Again, willfulness plays a big part in being charged with a civil offense, but the general assumption is that a business owner did his or her due diligence in researching what is required of them, and is knowledgeable of the rules and requirement of running that particular business.

 

The bottom line is, that when dealing with someone else’s money you need to play by the rules or else you will lose any protections normally afforded to you by choosing a registered and incorporated business structure. Not only can your business be shut down, but you may be held personally responsible for the taxes and face civil penalties as well.

About Eric J. Nisall

Former NY'er, accountant & business consultant, founder of GreenBridge Advisors. Blogging about personal financial, small business topics, and other fun topics at DollarVersity. Fan of the NHL and everything hockey! Follow me on Twitter, Facebook, and on Google+

  • Anonymous

    As a bankruptcy lawyer, I can tell you that being held personally responsible for the trust fund taxes is far more likely than having the business shut down.  But the taxing authorities are the most fearsome creditors out there, with the ability to simply take money from the responsible party’s bank account.  It is simply not worth it to “loan” the employees’ money to your business.  If you can’t make it paying the taxes, you need to revisit your business plan.
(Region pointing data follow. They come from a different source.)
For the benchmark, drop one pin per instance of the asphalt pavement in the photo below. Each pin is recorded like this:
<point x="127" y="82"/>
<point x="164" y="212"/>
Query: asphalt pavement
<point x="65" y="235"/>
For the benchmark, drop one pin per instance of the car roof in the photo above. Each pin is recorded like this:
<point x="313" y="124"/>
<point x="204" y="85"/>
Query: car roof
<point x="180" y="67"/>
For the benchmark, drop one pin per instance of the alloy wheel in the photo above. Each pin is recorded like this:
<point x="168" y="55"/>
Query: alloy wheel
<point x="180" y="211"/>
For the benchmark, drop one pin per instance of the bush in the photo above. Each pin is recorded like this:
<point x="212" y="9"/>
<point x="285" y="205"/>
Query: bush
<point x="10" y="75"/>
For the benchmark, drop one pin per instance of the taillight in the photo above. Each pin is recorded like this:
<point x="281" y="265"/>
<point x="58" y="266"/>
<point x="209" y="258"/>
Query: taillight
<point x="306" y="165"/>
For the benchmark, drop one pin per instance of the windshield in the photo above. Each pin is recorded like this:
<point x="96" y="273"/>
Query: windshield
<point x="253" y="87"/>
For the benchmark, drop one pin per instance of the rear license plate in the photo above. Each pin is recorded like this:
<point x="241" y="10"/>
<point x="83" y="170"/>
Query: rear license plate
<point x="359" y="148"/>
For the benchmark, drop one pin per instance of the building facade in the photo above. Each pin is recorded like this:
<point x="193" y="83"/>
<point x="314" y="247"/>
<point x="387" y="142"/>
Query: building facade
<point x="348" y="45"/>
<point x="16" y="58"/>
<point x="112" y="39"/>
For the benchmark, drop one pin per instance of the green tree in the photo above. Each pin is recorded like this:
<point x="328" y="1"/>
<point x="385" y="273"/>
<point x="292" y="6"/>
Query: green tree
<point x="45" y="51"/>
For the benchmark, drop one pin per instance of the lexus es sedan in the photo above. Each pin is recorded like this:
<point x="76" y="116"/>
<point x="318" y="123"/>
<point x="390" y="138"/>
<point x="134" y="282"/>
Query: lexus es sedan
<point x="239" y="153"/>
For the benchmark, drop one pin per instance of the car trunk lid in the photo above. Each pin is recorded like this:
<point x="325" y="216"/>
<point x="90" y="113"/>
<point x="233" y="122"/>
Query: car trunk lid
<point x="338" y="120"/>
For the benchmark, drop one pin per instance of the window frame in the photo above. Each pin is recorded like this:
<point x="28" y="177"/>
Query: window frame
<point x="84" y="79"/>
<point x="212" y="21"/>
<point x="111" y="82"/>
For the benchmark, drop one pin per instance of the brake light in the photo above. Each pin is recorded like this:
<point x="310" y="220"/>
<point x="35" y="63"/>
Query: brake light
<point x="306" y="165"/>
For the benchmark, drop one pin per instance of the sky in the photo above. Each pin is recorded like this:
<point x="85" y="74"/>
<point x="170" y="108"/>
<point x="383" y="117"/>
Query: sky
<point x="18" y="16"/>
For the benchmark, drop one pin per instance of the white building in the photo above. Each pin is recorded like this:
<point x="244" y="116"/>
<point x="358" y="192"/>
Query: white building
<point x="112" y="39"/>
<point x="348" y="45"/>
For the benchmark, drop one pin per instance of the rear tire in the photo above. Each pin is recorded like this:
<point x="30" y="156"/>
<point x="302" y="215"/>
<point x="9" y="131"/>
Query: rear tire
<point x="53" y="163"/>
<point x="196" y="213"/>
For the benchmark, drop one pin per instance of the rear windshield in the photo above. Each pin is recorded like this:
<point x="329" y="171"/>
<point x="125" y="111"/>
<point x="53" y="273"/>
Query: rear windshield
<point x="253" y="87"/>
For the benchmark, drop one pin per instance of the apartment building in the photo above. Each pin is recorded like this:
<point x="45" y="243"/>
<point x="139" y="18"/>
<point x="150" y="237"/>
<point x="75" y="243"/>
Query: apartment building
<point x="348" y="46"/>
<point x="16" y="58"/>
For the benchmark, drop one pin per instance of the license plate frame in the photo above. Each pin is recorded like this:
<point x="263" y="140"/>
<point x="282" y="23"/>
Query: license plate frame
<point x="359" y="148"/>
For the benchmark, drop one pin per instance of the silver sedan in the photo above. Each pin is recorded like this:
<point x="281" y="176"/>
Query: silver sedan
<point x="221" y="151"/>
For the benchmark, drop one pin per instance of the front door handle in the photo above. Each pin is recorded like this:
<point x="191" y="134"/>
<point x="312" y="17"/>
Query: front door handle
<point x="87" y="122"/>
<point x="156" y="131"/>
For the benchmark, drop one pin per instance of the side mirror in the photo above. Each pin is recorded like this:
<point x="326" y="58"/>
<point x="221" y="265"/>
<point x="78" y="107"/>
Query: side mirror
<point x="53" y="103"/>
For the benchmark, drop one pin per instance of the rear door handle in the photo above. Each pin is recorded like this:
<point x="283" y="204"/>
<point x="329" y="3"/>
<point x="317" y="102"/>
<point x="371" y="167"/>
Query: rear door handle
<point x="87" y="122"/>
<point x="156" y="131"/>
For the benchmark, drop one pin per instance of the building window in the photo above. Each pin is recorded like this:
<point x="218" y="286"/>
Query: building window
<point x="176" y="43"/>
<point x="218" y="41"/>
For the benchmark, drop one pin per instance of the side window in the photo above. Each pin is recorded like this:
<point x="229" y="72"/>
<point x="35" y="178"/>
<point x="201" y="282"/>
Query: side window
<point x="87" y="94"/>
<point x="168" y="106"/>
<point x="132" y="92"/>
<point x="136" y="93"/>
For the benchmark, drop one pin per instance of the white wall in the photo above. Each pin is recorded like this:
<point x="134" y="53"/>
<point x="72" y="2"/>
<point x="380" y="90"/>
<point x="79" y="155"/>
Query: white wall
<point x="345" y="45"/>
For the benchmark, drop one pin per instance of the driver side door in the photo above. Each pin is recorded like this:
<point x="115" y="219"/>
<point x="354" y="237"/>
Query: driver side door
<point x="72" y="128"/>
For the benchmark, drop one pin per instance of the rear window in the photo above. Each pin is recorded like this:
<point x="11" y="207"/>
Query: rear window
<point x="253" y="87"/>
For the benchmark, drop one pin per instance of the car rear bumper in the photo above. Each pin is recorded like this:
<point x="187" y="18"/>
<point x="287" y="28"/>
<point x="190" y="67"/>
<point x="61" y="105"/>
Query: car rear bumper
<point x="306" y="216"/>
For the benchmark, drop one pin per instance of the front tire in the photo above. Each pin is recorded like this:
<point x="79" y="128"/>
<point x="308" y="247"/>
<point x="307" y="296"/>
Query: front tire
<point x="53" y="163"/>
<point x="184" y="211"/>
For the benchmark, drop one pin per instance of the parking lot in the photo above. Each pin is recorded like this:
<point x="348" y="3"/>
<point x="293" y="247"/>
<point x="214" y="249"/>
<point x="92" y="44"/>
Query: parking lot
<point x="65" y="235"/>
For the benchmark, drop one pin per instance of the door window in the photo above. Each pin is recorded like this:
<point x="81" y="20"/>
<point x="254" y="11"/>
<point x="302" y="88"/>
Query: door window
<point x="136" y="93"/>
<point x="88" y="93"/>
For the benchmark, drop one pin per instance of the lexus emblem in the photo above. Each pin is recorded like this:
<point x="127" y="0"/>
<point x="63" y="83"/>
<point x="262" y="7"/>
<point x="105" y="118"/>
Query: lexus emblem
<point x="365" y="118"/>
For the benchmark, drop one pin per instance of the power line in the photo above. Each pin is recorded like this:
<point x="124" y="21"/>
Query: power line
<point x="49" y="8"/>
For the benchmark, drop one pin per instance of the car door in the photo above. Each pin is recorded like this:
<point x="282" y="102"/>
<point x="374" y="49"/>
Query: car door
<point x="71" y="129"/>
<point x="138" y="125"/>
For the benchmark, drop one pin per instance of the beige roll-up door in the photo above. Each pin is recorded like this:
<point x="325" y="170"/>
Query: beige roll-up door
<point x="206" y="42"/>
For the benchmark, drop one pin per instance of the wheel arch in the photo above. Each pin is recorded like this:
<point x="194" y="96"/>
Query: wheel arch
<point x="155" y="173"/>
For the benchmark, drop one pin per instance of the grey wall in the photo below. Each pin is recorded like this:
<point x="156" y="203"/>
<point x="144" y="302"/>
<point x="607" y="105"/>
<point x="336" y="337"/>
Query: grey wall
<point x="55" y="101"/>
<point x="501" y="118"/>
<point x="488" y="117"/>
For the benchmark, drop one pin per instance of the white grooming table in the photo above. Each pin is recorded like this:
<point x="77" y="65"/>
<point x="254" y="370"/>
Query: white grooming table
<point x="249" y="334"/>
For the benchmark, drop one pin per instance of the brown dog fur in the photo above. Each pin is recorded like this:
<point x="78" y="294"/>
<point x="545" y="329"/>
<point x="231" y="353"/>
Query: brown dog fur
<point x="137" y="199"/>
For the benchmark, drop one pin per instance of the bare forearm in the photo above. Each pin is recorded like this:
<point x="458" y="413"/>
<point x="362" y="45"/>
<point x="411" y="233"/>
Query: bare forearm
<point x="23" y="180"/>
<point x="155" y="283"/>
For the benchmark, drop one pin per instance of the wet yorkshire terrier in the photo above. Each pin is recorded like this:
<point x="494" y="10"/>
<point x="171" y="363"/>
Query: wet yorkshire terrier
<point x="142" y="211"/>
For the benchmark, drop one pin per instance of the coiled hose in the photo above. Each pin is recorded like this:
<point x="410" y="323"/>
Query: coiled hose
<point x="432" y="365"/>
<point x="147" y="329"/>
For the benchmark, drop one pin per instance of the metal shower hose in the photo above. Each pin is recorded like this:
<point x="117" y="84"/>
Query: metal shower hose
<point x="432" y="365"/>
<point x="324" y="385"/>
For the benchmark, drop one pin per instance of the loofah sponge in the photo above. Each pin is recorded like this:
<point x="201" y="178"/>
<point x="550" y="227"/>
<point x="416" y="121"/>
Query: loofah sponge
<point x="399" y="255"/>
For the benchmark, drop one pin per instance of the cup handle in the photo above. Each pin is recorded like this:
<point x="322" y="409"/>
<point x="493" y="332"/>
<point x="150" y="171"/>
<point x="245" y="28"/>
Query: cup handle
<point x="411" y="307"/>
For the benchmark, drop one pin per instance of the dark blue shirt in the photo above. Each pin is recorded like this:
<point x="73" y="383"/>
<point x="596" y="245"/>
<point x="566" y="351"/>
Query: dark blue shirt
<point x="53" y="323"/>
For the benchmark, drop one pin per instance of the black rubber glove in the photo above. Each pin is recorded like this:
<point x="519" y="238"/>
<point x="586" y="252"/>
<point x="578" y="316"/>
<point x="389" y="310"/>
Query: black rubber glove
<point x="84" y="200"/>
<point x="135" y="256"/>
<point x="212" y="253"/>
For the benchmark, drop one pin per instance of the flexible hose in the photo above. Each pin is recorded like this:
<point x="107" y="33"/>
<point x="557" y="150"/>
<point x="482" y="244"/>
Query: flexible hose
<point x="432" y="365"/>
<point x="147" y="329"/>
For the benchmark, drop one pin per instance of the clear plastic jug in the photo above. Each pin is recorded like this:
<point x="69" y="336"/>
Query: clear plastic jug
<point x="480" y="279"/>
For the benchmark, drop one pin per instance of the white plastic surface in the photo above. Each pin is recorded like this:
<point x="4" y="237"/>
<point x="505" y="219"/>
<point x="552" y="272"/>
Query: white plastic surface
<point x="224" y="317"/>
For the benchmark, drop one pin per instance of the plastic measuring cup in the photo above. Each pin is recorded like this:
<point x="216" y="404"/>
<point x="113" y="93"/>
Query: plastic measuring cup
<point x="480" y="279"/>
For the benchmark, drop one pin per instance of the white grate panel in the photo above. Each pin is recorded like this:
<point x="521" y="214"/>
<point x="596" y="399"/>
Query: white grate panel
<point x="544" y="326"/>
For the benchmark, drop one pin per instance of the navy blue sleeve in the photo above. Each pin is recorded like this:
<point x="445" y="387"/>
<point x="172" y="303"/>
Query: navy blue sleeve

    • http://www.dollarversity.com Eric J. Nisall

      I don’t doubt that one bit, Cathy. If I were the taxing agency, I wouldn’t shut the business down either as you are not only not going to be able to collect from the business, but in this economy, the responsible party may not get a job so soon and they won’t be able to pay the debt either. I always say that there are people who are great at what they do, but do not belong running a business, and the people who get involved in this kind of trouble are exactly who I mean.

      And by the way, as an accountant, I am dealing with 2 different clients right now in these situations, one with the IRS, and the other with the Florida Department of Revenue. It’s a frustrating situation when the people simply cannot wrap their brains around what they are doing wrong.